The find suggested David, 24, had just left town. But a closer look told a different story, that, perhaps, this was a murder.
"[The] entire vehicle had been wiped down and it was clean. Not even to find David's fingerprints anywhere inside the vehicle or on the outside of the vehicle," Det. Velazquez said. "That is very strange."
As Detective Velazquez pieced together the case she learned that David's son, John -- the Police Explorer -- didn't share his father's last name.
"I said to him, 'How did you get the name John Wolfe?' And he said, 'Well, Michael Wolfe was my stepfather and he adopted me.' I said, 'He adopted you? When did that happen?' He says, 'Well, I was probably 4-and-a-half, goin' on 5,'" said Det. Velazquez.

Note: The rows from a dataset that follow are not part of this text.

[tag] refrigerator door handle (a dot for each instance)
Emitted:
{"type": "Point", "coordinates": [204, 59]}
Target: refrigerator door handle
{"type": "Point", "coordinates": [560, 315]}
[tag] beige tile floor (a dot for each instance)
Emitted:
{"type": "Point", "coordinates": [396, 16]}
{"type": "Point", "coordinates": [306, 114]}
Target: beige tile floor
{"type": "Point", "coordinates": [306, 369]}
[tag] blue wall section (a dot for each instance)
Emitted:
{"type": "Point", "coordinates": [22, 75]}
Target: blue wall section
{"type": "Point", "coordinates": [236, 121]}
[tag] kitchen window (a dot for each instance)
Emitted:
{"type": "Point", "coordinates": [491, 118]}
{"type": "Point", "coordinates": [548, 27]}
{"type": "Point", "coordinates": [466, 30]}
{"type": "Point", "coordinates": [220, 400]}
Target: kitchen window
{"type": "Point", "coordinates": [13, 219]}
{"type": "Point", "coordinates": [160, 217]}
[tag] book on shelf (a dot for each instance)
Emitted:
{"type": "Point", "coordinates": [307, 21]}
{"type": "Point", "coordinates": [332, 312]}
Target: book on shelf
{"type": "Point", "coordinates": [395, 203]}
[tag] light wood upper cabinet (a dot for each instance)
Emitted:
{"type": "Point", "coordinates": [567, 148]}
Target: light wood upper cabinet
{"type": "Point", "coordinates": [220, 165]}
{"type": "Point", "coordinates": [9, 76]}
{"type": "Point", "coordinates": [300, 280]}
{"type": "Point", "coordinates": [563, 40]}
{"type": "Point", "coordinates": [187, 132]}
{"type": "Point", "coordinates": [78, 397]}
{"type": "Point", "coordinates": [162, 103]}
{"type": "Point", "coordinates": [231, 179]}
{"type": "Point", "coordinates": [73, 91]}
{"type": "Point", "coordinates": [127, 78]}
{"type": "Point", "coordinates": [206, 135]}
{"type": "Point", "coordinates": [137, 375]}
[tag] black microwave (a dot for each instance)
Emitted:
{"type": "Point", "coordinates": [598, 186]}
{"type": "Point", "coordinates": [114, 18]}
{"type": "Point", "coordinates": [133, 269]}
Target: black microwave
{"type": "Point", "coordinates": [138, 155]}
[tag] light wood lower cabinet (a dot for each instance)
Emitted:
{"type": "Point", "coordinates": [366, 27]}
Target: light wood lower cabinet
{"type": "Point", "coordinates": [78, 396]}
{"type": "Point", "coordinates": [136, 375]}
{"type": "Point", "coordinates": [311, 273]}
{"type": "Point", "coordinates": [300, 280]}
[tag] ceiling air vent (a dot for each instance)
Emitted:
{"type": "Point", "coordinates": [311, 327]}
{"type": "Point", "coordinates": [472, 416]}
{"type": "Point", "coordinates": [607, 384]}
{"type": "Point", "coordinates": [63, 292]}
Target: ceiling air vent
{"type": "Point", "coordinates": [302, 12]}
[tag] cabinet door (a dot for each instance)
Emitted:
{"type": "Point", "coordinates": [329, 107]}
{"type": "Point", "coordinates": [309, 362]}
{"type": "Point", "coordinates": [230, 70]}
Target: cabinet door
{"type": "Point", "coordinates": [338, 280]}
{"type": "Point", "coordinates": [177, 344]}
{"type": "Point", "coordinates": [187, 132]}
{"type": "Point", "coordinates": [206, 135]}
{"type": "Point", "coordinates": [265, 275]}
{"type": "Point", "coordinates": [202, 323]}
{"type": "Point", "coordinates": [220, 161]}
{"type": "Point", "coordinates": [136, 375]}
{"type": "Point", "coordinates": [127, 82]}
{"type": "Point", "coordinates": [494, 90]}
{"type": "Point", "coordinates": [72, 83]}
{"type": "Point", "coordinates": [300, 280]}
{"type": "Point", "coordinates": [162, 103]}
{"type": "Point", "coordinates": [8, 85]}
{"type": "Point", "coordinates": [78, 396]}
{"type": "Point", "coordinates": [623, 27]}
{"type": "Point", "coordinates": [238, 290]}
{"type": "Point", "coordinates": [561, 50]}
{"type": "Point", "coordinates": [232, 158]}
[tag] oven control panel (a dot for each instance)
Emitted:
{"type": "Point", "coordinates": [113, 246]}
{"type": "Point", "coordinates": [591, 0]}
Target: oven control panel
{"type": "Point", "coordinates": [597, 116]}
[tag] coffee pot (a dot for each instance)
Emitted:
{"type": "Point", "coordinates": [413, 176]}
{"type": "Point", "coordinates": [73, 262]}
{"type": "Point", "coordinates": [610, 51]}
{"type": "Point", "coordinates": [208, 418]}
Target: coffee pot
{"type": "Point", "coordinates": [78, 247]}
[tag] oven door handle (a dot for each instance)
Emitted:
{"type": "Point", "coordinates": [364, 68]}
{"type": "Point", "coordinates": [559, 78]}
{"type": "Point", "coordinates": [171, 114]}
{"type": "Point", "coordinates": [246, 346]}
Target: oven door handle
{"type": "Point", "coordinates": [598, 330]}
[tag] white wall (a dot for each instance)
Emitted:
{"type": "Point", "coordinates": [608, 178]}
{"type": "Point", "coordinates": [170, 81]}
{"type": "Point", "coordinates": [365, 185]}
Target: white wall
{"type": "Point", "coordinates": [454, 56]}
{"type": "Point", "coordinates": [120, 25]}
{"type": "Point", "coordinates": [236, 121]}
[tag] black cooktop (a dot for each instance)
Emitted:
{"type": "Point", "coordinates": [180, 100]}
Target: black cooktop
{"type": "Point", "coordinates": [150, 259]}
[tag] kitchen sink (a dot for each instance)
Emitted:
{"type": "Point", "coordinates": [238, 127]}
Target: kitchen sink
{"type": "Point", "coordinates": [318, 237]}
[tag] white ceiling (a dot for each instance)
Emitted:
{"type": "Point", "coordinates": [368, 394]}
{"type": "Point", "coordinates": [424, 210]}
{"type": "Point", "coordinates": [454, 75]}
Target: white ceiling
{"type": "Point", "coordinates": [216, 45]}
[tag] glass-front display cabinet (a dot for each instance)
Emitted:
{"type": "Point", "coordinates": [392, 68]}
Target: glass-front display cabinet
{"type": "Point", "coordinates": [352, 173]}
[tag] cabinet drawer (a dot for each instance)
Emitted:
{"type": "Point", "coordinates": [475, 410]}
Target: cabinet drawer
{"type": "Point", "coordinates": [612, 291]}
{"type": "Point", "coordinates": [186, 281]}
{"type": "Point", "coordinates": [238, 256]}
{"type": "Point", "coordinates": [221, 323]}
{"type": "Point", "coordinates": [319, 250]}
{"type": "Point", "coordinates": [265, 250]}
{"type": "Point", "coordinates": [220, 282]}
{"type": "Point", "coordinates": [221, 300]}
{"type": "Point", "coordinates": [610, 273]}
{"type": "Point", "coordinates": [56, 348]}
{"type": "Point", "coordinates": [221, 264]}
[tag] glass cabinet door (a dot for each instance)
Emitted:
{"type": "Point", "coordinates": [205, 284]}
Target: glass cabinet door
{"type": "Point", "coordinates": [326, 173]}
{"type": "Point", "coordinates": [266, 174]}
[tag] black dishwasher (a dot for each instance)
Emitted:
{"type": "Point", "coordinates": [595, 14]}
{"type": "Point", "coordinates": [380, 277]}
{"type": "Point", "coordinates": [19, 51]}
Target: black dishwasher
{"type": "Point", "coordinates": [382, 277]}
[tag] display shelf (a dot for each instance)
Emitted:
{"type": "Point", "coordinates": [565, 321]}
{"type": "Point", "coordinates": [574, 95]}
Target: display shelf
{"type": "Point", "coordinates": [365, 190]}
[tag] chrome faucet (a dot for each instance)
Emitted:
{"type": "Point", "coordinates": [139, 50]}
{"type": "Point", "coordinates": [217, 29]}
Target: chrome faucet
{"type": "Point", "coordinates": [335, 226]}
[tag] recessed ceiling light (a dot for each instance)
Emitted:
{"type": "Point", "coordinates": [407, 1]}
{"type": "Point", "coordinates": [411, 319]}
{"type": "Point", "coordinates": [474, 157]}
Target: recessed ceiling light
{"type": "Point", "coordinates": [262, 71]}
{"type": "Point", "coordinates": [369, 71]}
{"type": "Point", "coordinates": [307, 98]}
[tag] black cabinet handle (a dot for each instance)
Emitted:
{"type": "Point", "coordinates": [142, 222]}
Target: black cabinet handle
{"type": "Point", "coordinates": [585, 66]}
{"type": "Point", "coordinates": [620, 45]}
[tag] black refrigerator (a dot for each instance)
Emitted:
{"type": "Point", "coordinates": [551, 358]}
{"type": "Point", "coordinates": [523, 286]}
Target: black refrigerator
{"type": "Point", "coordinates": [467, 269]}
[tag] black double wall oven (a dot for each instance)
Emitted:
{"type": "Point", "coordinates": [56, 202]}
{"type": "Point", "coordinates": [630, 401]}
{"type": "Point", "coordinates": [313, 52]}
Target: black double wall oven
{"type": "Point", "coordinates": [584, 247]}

Only months after David went missing, Michael Wolfe contacted a lawyer about adopting Barbara's son.
"Another flag went up for me," the detective said. "Why would any person want their son adopted by a stepfather so quick after the biological father went missing?"
To Det. Velazquez, it was clear Barbara was hiding something incriminating. But if she was going to prove her theory she needed help. That's when John agreed to secretly record his mother.
"You agreed to help the police build a case against your mother?" Roberts asked John Wolfe.
"I'm a very strong believer in doing what's correct. So in other words, if you're my son, daughter, wife, child, you do somethin' wrong, have a good day," he replied.
"But this is your mother," said Roberts.
"And granted I love her, but if someone did somethin' bad, why should someone cover it," he said.
In the end, John changed his mind and didn't wear the wire. But he did say his mother asked him, "What are you trying to do, have me arrested?"
"Did you say it, Barbara? Did you say to John,'What are you tryin' to do, get me arrested?'" Roberts asked Britton.
"I -- no. And he says I did," she replied. "I'm not gonna sit there and dwell on this. I'm just not."
"For someone, especially his mother, to come up and say, 'What are you tryin' to do, have me arrested?' That's not normal," said Det. Velazquez.
For Detective Velazquez, it sounded like an admission.
"I'm thinking that Barbara Britton is looking really good as a potential homicide suspect," she said.
But she still had to prove David Jackson was dead.